You may be aware of the fact that a power of attorney is a legally binding document that can be used to give another party the ability to act for you. The representative is called the agent or attorney-in-fact, and the person granting the power of attorney is called the principal or the grantor.
There are different types of powers of attorney. There are general powers of attorney, there are also limited powers of attorney.
If you create a general power of attorney, you are giving the agent sweeping power. The agent that you name in the document would be allowed to act on your behalf for just about any purpose.
This is a great deal of power to give to someone else. However, there are circumstances that could exist that would call for the creation of a general power of attorney.
It is possible to use a limited power of attorney if you do not want to grant the agent total power to act on your behalf. The limits that you impose would be entirely up to you.
For example, let’s say you are in a business that requires you to sign legally binding documents in person on a regular basis, but you will be doing business in Asia for six weeks. You could choose to give a trusted assistant the power to sign these documents while you are gone. This would be the extent of the power; the agent would not be empowered to enter into any other type of legally binding agreements on your behalf.
This is one example, but there are many different types of limitations that could be imposed when you create a limited power of attorney.

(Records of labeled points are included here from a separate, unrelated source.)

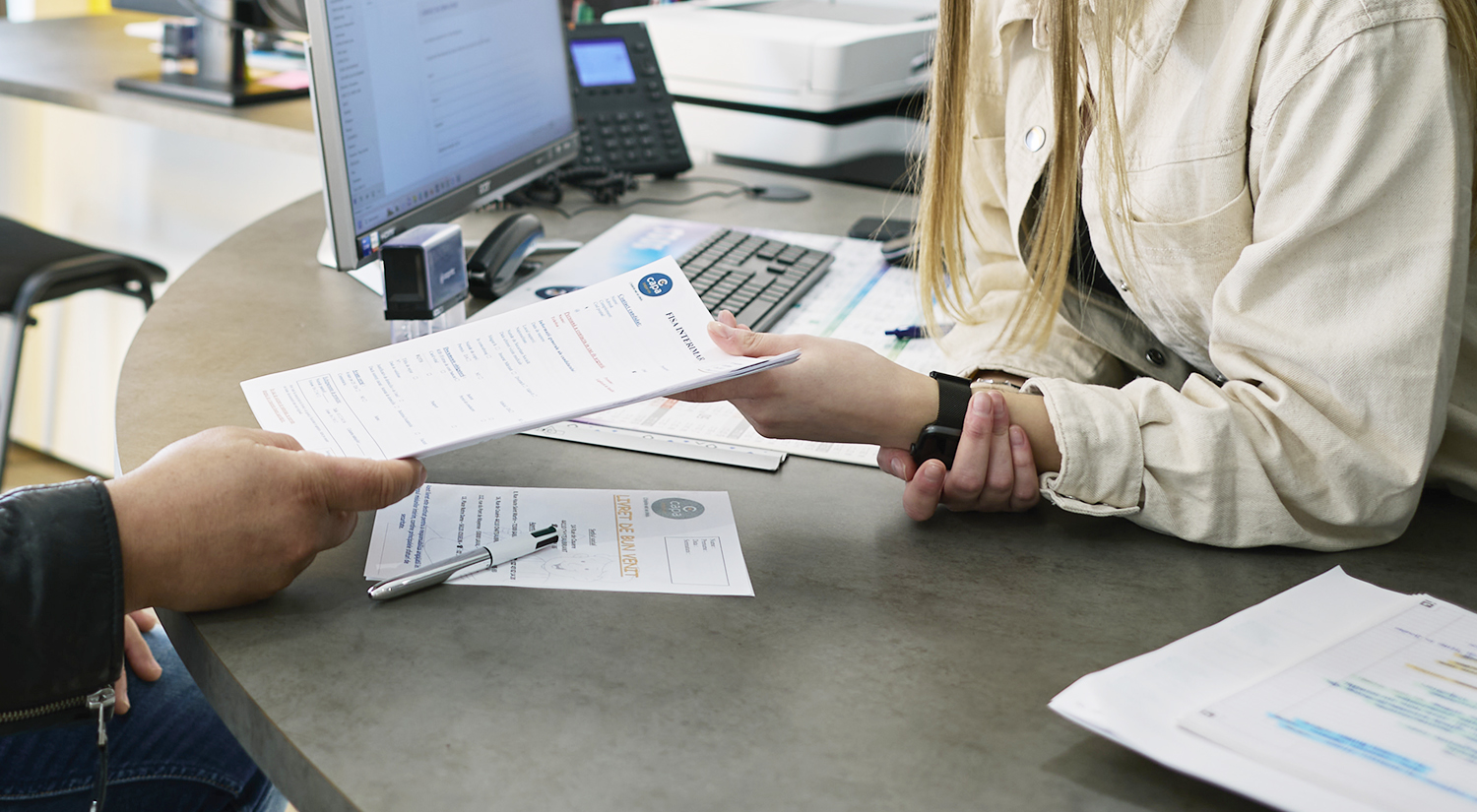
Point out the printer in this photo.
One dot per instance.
(820, 88)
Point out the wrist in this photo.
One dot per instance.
(918, 406)
(141, 570)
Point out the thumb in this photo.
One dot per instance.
(368, 484)
(747, 343)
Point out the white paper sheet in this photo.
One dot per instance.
(1387, 717)
(1137, 703)
(610, 540)
(638, 336)
(859, 300)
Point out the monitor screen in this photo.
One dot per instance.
(602, 62)
(427, 108)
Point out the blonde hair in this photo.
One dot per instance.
(1049, 251)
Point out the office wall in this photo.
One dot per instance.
(123, 186)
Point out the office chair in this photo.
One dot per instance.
(35, 268)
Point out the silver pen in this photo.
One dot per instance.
(434, 573)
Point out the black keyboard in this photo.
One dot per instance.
(753, 278)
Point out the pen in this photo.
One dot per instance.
(434, 573)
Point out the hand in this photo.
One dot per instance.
(838, 392)
(232, 516)
(995, 468)
(141, 657)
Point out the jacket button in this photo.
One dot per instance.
(1034, 139)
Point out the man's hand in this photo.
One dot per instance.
(836, 393)
(141, 657)
(995, 468)
(232, 516)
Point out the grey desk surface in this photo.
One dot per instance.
(882, 663)
(74, 62)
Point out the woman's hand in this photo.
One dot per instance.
(995, 468)
(838, 392)
(141, 657)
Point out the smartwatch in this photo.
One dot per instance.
(939, 439)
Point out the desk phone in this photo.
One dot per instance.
(620, 102)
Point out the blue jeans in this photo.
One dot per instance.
(168, 753)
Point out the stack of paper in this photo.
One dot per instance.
(1334, 694)
(638, 336)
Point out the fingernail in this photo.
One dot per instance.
(932, 474)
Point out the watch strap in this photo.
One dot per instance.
(939, 439)
(953, 399)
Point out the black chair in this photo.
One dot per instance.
(34, 268)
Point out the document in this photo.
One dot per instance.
(610, 540)
(1335, 694)
(860, 298)
(638, 336)
(1387, 717)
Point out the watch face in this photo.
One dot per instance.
(936, 442)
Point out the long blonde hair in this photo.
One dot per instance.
(1049, 253)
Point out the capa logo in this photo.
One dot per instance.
(655, 283)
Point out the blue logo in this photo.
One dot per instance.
(655, 283)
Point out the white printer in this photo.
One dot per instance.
(821, 88)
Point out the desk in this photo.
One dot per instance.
(124, 171)
(882, 663)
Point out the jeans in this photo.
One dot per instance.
(168, 753)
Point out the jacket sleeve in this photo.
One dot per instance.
(1337, 327)
(61, 601)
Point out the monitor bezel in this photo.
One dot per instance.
(484, 189)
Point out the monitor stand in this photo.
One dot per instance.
(369, 277)
(221, 79)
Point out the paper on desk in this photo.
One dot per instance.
(1139, 703)
(1387, 717)
(611, 540)
(638, 336)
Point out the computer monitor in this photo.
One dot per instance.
(430, 108)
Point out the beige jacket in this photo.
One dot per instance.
(1300, 179)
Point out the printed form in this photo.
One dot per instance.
(638, 336)
(611, 540)
(1387, 717)
(1335, 694)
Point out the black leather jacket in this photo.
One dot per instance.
(61, 604)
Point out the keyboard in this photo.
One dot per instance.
(753, 278)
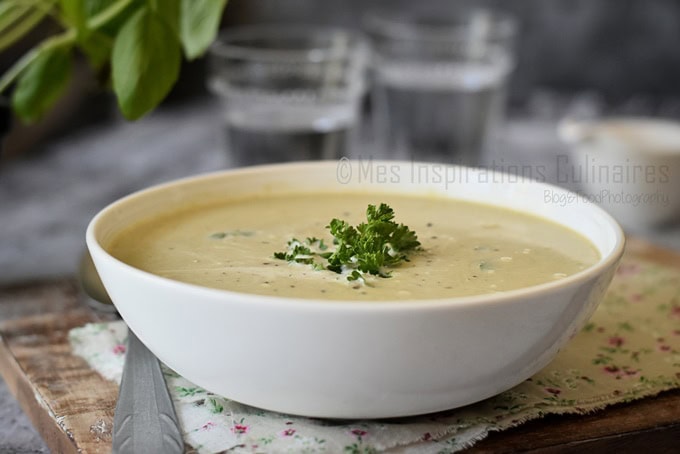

Durable Powers of Attorney
We specialize in estate planning and elder law matters. In our area of specialization, durable powers of attorney are often utilized. A standard power of attorney, whether it is general or limited, would no longer be in effect if the agent was to become incapacitated. Durable powers of attorney do remain in effect upon the incapacitation of the grantor, and this is why these devices are used for incapacity planning purposes.
People often execute two different durable powers of attorney to limit the respective agents to certain areas. You could use a durable financial power of attorney naming a financial decision maker, and you could name a health care agent through the creation of a durable power of attorney for health care.
A very significant percentage of seniors become unable to make all of their own decisions at some point in time. If you take the right steps, hand-picked decision-makers will be standing at the ready to act on your behalf in the event of your incapacitation.